Japanische Verlage klagen gegen Cloudflare
Im Zuge eines Rechtsstreits werfen vier bedeutende japanische Verlage dem US-Unternehmen Cloudflare schwere Urheberrechtsverletzungen vor. Durch die Anbindung von Piraten-Webseiten an Cloudflare verursachten diese Verlage angeblich millionenschwere Verluste. Die beteiligten Verlage sind Kodansha, Shueisha, Shogakukan und Kadokawa. Sie beschuldigen Cloudflare – den Betreibern der Piratenseiten beim Hosting ihrer Inhalte geholfen zu haben. Im Jahr 2022 wurde schließlich eine Klage in Tokio eingereicht.
Gerichtsurteil – Eine bedeutende Entscheidung für Rechteinhaber
Das Gericht in Tokio hat im Rahmen des Verfahrens eine Entscheidung gefällt. Cloudflare ist zur Zahlung von 500 Millionen Yen verpflichtet worden. Umgerechnet entspricht dies etwa 2⸴77 Millionen Euro.
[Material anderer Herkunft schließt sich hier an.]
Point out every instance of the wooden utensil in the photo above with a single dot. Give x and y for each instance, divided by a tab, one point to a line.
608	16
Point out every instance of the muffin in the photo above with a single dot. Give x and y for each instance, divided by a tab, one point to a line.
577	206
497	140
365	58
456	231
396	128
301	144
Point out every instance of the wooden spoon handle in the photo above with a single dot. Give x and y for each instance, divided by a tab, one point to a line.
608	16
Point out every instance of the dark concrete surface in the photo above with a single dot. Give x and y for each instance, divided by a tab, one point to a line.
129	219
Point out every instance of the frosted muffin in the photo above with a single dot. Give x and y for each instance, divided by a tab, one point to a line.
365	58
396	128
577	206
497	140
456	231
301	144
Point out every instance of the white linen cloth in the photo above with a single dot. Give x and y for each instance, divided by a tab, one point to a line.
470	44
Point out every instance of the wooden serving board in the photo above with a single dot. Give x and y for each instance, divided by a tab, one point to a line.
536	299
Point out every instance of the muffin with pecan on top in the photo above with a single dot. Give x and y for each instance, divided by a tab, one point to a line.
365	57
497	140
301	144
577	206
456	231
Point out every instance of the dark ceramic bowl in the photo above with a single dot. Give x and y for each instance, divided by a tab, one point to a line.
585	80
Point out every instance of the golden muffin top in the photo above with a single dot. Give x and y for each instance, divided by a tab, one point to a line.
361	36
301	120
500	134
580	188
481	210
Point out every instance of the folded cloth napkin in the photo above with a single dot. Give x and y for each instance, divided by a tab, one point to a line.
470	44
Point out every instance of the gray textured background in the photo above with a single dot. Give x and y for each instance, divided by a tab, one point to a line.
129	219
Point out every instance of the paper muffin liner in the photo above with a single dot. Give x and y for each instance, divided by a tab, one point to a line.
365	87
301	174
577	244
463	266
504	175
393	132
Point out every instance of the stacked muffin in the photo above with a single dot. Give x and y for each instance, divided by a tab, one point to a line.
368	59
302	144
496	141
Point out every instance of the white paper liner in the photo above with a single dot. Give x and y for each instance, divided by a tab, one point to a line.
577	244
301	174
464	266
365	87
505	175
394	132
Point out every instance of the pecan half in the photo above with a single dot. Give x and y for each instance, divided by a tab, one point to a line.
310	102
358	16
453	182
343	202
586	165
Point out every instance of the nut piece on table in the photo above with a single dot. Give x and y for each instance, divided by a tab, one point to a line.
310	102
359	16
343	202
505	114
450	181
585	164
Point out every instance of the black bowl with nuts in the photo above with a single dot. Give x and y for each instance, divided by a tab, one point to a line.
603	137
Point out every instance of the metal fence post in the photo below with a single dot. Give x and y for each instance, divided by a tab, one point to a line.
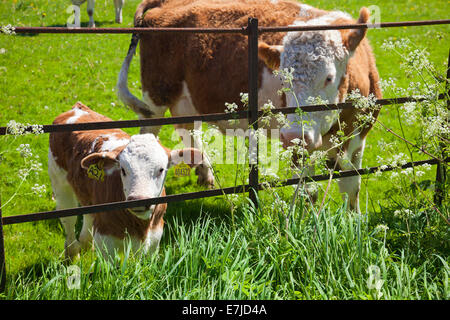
2	254
441	170
253	106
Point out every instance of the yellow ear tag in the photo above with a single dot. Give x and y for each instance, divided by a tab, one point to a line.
96	171
182	170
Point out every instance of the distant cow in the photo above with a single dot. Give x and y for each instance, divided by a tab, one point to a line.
102	166
196	73
118	4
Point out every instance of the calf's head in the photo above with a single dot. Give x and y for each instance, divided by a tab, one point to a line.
143	164
318	60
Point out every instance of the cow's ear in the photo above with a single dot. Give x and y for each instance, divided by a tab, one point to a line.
270	55
105	160
352	38
190	156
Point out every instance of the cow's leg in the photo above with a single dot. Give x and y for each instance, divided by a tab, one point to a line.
108	246
86	232
155	111
153	239
90	10
204	169
185	107
310	187
118	4
65	198
351	160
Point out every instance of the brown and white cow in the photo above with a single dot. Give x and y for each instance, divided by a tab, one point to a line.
118	4
102	166
196	73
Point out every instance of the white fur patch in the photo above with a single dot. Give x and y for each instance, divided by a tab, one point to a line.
77	114
142	160
113	143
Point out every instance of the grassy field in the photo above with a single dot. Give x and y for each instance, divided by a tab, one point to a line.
207	252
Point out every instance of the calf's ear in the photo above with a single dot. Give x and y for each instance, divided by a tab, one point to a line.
106	160
270	55
190	156
351	38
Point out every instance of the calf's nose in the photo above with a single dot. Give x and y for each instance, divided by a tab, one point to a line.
137	209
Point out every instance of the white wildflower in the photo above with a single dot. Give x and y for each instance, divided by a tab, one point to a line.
24	150
39	189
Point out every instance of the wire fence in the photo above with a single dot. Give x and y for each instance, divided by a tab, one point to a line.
252	31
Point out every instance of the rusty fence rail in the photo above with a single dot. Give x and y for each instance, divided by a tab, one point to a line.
252	31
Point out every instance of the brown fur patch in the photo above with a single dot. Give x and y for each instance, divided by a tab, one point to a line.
218	61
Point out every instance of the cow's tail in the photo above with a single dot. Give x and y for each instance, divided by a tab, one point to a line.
123	92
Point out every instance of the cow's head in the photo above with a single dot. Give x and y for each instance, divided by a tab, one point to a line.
143	164
319	62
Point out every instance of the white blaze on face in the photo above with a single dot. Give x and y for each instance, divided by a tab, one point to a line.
143	165
319	61
77	114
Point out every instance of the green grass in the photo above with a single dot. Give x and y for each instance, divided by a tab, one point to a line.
206	252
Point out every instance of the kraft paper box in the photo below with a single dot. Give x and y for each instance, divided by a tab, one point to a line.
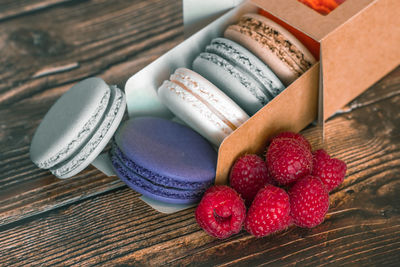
359	44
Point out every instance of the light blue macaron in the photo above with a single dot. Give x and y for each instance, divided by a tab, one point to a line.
240	74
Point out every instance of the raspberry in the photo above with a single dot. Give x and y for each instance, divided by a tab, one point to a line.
269	213
288	160
309	202
221	212
296	136
331	171
248	175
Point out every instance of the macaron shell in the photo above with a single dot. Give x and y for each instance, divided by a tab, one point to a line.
196	112
168	149
248	63
277	63
70	122
239	86
98	140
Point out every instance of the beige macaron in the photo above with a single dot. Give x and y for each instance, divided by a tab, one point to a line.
278	48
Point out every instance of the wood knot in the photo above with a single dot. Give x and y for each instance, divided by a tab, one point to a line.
38	42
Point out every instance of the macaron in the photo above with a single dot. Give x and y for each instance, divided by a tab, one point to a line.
201	105
77	127
163	160
274	45
239	74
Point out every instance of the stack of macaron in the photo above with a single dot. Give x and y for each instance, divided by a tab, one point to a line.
77	127
235	76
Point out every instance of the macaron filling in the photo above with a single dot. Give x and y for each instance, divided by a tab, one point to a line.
252	85
275	41
69	165
152	190
269	83
210	107
197	105
153	177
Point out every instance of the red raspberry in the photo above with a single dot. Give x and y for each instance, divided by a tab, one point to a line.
309	202
296	136
288	161
269	213
331	171
248	175
221	212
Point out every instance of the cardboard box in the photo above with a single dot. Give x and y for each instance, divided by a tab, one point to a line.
359	44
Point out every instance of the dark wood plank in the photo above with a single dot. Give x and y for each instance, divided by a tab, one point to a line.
62	45
361	228
13	8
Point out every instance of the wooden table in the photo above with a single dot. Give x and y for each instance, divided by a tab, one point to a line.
48	45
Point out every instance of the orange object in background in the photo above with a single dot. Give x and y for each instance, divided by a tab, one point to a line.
306	40
323	7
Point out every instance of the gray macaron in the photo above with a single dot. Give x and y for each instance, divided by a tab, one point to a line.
77	127
240	74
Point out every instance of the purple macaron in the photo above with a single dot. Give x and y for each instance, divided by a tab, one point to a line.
163	160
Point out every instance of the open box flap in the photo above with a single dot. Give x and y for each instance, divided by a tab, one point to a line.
360	52
291	110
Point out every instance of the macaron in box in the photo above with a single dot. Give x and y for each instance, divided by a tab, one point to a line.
312	90
291	109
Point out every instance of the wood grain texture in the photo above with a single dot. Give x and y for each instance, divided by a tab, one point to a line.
61	46
92	219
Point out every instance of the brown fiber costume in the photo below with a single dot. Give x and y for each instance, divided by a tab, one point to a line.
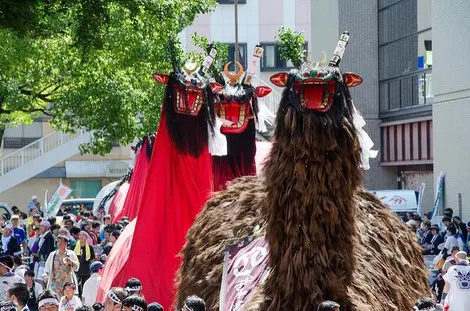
329	238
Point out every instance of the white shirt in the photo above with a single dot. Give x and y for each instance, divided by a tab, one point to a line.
90	289
458	277
69	305
6	282
451	242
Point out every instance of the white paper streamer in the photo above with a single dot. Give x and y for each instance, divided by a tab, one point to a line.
218	141
364	140
264	116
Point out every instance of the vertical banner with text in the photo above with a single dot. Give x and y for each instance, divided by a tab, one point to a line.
244	267
420	199
53	206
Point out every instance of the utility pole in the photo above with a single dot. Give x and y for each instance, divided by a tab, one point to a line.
236	52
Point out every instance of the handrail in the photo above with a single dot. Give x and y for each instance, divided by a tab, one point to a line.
36	149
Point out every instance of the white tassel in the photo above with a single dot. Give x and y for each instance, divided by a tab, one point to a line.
265	116
218	141
364	140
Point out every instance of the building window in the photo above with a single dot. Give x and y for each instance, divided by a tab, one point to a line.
405	57
241	55
272	60
85	189
230	1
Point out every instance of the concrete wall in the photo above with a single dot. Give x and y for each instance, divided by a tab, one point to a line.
361	57
451	111
21	194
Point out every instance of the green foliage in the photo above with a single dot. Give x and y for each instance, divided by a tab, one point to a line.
291	45
203	44
88	63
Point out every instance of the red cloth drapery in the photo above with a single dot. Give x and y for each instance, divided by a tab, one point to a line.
131	205
176	189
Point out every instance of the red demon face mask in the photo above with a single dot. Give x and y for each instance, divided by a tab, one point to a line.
236	103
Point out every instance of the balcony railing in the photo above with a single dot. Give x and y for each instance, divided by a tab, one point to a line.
408	91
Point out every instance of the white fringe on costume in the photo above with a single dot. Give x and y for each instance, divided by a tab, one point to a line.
364	140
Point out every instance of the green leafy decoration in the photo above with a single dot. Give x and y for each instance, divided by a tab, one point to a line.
88	63
291	45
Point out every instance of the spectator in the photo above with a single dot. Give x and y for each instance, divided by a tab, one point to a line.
74	232
35	289
446	220
19	267
467	244
112	239
55	230
9	245
86	256
33	246
425	304
453	239
461	227
437	287
7	306
328	306
154	306
33	204
52	220
69	224
60	266
113	301
69	301
30	220
450	261
94	232
18	232
427	235
46	246
457	289
133	303
19	294
194	303
48	301
98	307
7	278
90	288
134	286
3	220
449	211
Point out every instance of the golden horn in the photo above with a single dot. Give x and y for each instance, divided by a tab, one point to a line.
323	60
233	77
189	70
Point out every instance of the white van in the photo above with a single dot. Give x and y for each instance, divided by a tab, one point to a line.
399	201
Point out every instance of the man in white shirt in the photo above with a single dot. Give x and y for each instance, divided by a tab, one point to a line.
90	289
7	277
19	294
457	288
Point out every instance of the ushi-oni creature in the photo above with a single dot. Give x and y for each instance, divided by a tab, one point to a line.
327	238
188	108
238	110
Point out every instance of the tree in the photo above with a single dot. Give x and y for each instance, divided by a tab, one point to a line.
88	63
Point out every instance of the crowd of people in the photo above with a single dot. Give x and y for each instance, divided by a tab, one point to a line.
56	263
451	248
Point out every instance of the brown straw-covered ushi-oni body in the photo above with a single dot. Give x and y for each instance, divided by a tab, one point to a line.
328	237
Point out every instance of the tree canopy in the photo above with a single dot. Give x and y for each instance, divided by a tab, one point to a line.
88	63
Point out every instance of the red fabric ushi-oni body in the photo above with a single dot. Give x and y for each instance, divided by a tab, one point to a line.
177	187
178	183
131	205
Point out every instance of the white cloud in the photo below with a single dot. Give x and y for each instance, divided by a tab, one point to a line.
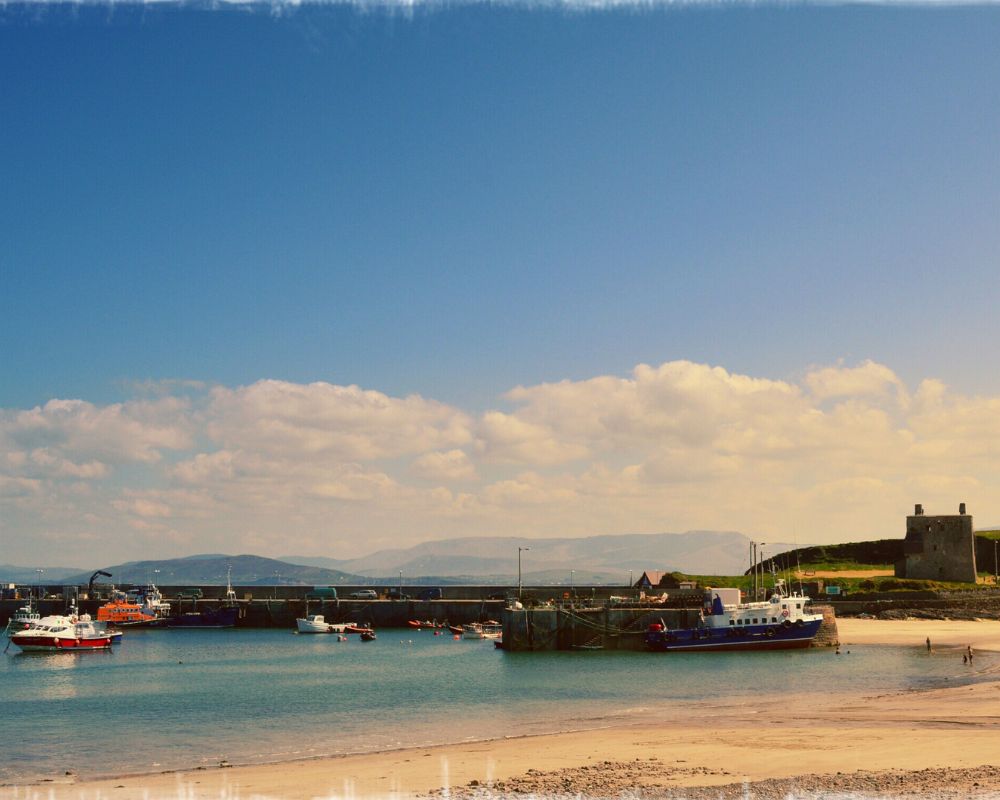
452	465
337	422
841	453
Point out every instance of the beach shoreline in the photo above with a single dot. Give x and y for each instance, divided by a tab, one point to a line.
702	746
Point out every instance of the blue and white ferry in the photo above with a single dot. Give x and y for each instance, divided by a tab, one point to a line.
783	622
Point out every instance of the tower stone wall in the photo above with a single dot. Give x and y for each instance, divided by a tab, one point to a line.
938	548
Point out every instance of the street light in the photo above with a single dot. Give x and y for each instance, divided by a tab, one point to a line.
519	550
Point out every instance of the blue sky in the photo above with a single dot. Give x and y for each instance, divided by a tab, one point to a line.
457	201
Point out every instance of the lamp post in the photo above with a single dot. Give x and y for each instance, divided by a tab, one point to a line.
519	551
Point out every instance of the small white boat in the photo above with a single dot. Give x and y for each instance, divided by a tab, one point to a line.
482	630
23	618
315	623
58	632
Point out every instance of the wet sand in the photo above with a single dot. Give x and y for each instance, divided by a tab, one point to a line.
938	743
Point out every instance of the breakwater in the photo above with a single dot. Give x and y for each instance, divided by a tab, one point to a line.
570	626
269	612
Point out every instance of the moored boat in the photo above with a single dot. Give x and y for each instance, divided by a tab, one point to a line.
482	630
316	623
782	622
64	633
23	618
122	610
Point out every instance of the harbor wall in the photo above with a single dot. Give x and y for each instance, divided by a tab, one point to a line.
282	613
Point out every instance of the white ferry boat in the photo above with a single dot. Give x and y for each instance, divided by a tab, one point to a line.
782	622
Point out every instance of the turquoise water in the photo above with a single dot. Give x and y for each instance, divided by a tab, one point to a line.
169	699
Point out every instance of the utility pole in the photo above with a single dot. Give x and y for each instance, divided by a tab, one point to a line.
519	549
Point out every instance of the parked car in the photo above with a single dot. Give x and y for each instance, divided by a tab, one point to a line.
322	592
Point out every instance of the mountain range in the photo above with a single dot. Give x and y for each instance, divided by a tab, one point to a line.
592	559
609	559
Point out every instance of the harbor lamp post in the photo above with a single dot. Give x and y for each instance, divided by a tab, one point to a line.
519	551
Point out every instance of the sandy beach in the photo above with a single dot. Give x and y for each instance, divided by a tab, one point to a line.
938	743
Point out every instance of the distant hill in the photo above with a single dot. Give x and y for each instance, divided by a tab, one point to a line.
13	574
247	570
876	553
592	559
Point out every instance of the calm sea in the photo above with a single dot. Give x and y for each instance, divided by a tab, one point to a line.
173	698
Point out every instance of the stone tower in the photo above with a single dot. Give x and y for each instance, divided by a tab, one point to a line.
941	548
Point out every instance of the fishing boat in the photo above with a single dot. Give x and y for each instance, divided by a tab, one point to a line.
482	630
64	633
125	609
23	618
316	623
782	622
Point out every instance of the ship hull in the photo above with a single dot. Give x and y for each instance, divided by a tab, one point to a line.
216	618
52	644
770	637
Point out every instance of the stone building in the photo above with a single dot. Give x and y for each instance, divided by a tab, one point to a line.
939	548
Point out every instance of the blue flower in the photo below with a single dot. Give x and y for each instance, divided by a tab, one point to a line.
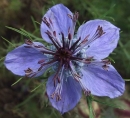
78	61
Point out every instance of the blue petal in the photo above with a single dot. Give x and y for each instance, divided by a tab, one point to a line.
22	58
70	95
103	82
58	15
104	45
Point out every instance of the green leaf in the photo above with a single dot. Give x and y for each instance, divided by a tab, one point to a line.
8	41
17	81
36	87
110	104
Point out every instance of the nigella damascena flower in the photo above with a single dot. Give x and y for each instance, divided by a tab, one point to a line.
78	61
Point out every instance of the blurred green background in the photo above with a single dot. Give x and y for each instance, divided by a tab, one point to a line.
18	101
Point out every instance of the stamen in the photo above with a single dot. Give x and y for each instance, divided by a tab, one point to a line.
57	73
46	22
74	45
63	40
58	90
51	38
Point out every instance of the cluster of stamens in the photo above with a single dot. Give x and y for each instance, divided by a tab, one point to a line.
65	54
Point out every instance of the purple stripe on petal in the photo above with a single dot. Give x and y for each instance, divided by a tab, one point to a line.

Die Verlage zeigten sich in einer gemeinsamen Erklärung beeindruckt – die Entscheidung bezeichneten sie als „bedeutsam“. Sie erklären außerdem, Cloudflare stelle Server für zwei große Manga-Piraterieseiten bereit. Diese Seiten verbreiten laut Klage trotz der Urheberrechte über 4․000 Manga-Titel. Monatlich verzeichnen sie rund 300 Millionen Zugriffe.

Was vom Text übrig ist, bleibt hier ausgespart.